Merkel: 'Sad day' as Germany marks 100,000 deaths from COVID
Posted November 25, 2021 9:51 a.m. EST
Updated November 25, 2021 9:54 a.m. EST
BERLIN — German Chancellor Angela Merkel labelled Thursday “a very sad day” and backed calls for more restrictions, as her country became the latest to surpass 100,000 deaths from COVID-19 since the pandemic began.
The national disease control agency said it recorded 351 deaths in connection with the coronavirus over the past 24 hours, taking the total toll to 100,119. In Europe, Germany is the fifth country to pass that mark, after Russia, the United Kingdom, Italy and France.
“It is of course a very sad day that we have to mourn 100,000 victims of the coronavirus,” Merkel said at a news conference in Berlin. “And unfortunately, at the moment, more than 300 deaths are being added to that each day.”

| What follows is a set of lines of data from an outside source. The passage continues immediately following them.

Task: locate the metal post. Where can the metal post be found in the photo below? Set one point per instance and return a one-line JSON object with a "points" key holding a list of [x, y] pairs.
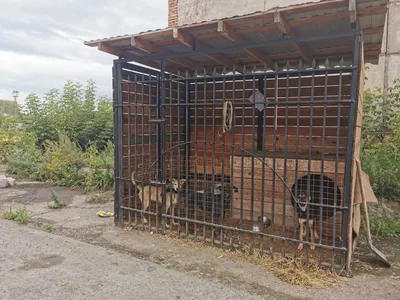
{"points": [[350, 144], [118, 173], [161, 138]]}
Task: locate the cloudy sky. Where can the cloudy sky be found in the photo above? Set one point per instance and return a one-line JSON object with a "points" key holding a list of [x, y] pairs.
{"points": [[41, 41]]}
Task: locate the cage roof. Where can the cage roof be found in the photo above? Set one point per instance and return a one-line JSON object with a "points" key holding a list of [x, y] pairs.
{"points": [[317, 30]]}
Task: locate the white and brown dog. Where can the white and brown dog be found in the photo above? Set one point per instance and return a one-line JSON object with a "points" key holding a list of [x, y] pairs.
{"points": [[149, 193]]}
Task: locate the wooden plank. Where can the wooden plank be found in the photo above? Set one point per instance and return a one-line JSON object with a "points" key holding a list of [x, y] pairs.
{"points": [[292, 82], [356, 156], [188, 41], [280, 130], [228, 32], [281, 23], [281, 111], [352, 11], [271, 93]]}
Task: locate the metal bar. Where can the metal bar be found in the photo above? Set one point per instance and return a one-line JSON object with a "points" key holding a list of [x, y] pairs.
{"points": [[118, 172], [274, 164], [285, 167], [262, 85], [187, 147], [260, 74], [243, 230], [349, 148], [163, 137], [298, 39], [336, 170], [143, 164], [129, 151], [136, 147], [213, 162], [297, 160], [252, 164], [221, 216], [308, 232], [282, 103], [179, 150], [321, 187], [195, 158], [242, 162], [171, 165], [158, 94], [231, 160], [205, 157]]}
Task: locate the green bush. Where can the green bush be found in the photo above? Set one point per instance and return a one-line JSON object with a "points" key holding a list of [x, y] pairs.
{"points": [[61, 134], [380, 156]]}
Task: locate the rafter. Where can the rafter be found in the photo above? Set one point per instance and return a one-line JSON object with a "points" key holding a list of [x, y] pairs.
{"points": [[352, 11], [121, 53], [190, 42], [228, 32], [284, 27], [151, 49]]}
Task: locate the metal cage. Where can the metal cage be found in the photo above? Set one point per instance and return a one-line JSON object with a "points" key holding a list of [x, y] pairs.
{"points": [[247, 142]]}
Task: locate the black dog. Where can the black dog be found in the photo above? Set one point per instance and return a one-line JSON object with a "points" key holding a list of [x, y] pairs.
{"points": [[216, 200]]}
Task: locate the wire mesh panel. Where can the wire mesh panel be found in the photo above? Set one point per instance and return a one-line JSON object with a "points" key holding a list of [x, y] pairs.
{"points": [[255, 158]]}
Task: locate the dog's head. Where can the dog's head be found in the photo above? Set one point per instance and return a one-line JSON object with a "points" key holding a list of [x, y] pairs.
{"points": [[302, 199], [177, 184]]}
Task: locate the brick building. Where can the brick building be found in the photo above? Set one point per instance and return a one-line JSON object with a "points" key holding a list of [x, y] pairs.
{"points": [[182, 12]]}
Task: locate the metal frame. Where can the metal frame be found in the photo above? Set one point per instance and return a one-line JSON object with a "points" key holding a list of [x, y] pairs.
{"points": [[182, 86]]}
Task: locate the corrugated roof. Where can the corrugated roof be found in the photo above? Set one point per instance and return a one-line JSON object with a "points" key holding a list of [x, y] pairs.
{"points": [[278, 24]]}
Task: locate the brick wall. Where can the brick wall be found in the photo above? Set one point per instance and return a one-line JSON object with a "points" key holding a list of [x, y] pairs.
{"points": [[172, 13]]}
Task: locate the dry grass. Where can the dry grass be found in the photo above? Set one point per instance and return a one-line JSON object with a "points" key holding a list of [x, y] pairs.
{"points": [[291, 270]]}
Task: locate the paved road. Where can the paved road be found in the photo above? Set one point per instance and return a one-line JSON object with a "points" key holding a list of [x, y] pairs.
{"points": [[38, 265]]}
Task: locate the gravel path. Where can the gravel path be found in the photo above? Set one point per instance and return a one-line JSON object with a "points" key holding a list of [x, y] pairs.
{"points": [[37, 265]]}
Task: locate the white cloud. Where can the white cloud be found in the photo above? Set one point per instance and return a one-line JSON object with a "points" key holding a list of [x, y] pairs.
{"points": [[42, 41]]}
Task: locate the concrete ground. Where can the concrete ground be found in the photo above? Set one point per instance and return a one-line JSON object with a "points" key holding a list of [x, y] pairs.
{"points": [[86, 257]]}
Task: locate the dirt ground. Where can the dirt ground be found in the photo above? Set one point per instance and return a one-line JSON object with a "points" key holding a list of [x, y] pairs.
{"points": [[370, 279]]}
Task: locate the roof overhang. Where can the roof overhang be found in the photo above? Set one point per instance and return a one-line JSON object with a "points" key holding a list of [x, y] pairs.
{"points": [[318, 30]]}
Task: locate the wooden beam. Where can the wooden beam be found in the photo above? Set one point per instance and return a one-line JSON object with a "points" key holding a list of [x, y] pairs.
{"points": [[352, 11], [228, 32], [284, 27], [152, 49], [108, 49], [183, 38], [193, 44], [121, 53], [372, 30]]}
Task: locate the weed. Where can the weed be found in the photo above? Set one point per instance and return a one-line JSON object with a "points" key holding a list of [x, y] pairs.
{"points": [[20, 215], [383, 221], [385, 227], [48, 227], [57, 202]]}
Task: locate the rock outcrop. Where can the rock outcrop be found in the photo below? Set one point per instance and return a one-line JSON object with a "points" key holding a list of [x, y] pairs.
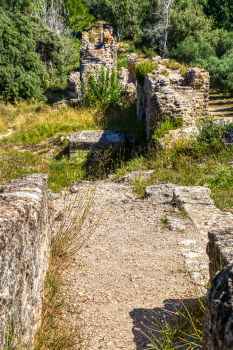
{"points": [[173, 96], [94, 141], [26, 217]]}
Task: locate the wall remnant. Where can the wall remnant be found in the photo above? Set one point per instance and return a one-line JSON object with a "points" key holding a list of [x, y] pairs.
{"points": [[26, 217], [218, 321], [174, 95], [93, 56]]}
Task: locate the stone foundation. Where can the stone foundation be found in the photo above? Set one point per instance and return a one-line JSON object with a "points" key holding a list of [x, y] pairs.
{"points": [[26, 217], [93, 56], [173, 96]]}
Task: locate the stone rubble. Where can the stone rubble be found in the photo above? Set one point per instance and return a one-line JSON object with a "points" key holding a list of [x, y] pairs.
{"points": [[26, 218], [94, 141]]}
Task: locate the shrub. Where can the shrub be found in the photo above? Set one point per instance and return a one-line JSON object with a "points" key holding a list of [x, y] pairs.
{"points": [[103, 88], [165, 126], [21, 70], [165, 72], [172, 64], [144, 68], [190, 50]]}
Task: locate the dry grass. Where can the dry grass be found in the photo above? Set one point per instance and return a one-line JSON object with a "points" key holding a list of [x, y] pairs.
{"points": [[58, 331], [74, 231]]}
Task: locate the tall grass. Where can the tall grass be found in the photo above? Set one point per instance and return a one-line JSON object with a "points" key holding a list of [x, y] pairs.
{"points": [[73, 231], [180, 328]]}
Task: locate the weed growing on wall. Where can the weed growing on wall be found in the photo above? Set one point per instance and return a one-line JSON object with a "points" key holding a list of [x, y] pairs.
{"points": [[103, 88], [166, 125]]}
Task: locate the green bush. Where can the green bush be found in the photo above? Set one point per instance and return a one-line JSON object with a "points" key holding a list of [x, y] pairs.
{"points": [[103, 88], [21, 70], [143, 68], [165, 126]]}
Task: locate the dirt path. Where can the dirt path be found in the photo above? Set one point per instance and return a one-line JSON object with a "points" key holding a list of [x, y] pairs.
{"points": [[132, 265], [9, 132]]}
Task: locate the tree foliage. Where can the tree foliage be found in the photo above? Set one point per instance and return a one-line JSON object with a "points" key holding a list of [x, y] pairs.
{"points": [[21, 70], [221, 11]]}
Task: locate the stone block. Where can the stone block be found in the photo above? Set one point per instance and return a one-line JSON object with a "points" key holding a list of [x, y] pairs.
{"points": [[26, 218], [218, 320], [94, 141], [160, 193]]}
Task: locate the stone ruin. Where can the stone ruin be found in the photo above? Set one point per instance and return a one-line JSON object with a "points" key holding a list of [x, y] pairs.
{"points": [[103, 51], [93, 55], [26, 218], [171, 96]]}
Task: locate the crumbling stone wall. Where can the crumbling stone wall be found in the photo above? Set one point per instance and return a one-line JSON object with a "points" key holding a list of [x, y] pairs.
{"points": [[93, 56], [26, 215], [174, 96], [218, 225]]}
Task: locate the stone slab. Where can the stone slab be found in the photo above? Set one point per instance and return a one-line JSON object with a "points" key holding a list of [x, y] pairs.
{"points": [[94, 141]]}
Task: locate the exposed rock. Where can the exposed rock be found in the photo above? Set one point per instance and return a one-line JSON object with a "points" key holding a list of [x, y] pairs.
{"points": [[74, 82], [192, 195], [160, 193], [174, 96], [94, 141], [26, 217], [143, 175], [176, 224], [228, 138], [218, 322]]}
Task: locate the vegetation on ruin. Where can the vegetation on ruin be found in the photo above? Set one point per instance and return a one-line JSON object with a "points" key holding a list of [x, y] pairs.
{"points": [[103, 88]]}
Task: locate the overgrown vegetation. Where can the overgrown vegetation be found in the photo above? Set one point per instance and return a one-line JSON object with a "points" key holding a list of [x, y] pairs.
{"points": [[179, 328], [164, 126], [143, 68], [103, 88]]}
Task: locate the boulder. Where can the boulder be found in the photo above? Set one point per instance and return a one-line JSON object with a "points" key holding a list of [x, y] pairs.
{"points": [[160, 193], [74, 82], [94, 141], [143, 175], [218, 321]]}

The long-time German leader, who is currently in office as caretaker until her successor is sworn in, warned that hundreds more deaths were already looming.
“(The deaths) correlate very clearly with the number of infections that are occurring,” she said. “We know how many people on average do not survive this disease.”
The Robert Koch Institute, a federal agency that collects data from some 400 regional health offices, said Germany set a record for daily confirmed cases — 75,961 — in the past 24-hour period. Since the start of the outbreak, Germany has had more than 5.57 million confirmed cases of COVID-19.
“The situation is so serious because we are still in an exponential growth and because the cases that we see getting sick today are basically the patients who will be in intensive care in 10 or 14 days,” Merkel said.
She welcomed an announcement by Germany's government-in-waiting on Wednesday that it will create a new permanent expert group to advise officials on how to tackle the pandemic.
While the number of daily infections is higher than that seen during the last winter surge, there are currently fewer daily deaths per confirmed cases. Experts argue this is because of vaccinations, which reduce the likelihood of serious illness.
Still, hospitals have warned that intensive care beds are running out, with almost 4,000 already occupied by COVID-19 patients. Some hospitals in the country’s south and east have begun transferring patients to other regions.
The German air force has put two specialized medevac planes on stand-by to airlift ICU patients to regions with free beds.
The general manager of the Bavarian hospitals' association, Roland Engehausen, said the number of new cases needs to come down sharply.
“Otherwise we're going to have a dramatic situation between Christmas and New Year's the likes of which we haven't seen yet,” he told German news agency dpa.
Saxony, to the northeast, became the first German state to record a weekly number of confirmed cases above 1,000 per 100,000 inhabitants Thursday. It has the lowest vaccination rate — at 57.9% — among Germany's 16 states.
The government has urged people who were vaccinated more than six months ago to get boosters, and those who haven't been inoculated at all to get their first shot. Officials say 68.1% of Germany's 83 million inhabitants are fully vaccinated, far below the minimum level of 75% the government has aimed for.
Center-left leader Olaf Scholz, who is poised to succeed Merkel as chancellor next month, called Wednesday for mandatory vaccinations in nursing homes that care for particularly vulnerable people — and left open the possibility of extending the measure to others.
“Vaccinations are the way out of this pandemic,” Scholz said.
His Social Democratic Party's health expert Karl Lauterbach, a trained epidemiologist, cited the case of Bayern Munich soccer star Joshua Kimmich as a cautionary tale for those who believe they can avoid both the virus and the vaccine. Kimmich, who had hesitated to get the shot, tested positive this week. Bayern said Wednesday that Kimmich was “doing well."
“The case shows how difficult it is for unvaccinated people to avoid COVID these days,” Lauterbach said on Twitter.
Merkel didn’t address the question of compulsory vaccinations for all, that some senior German officials and the country’s association of intesive care doctors have proposed. But she said there should be “more restrictions on contacts.”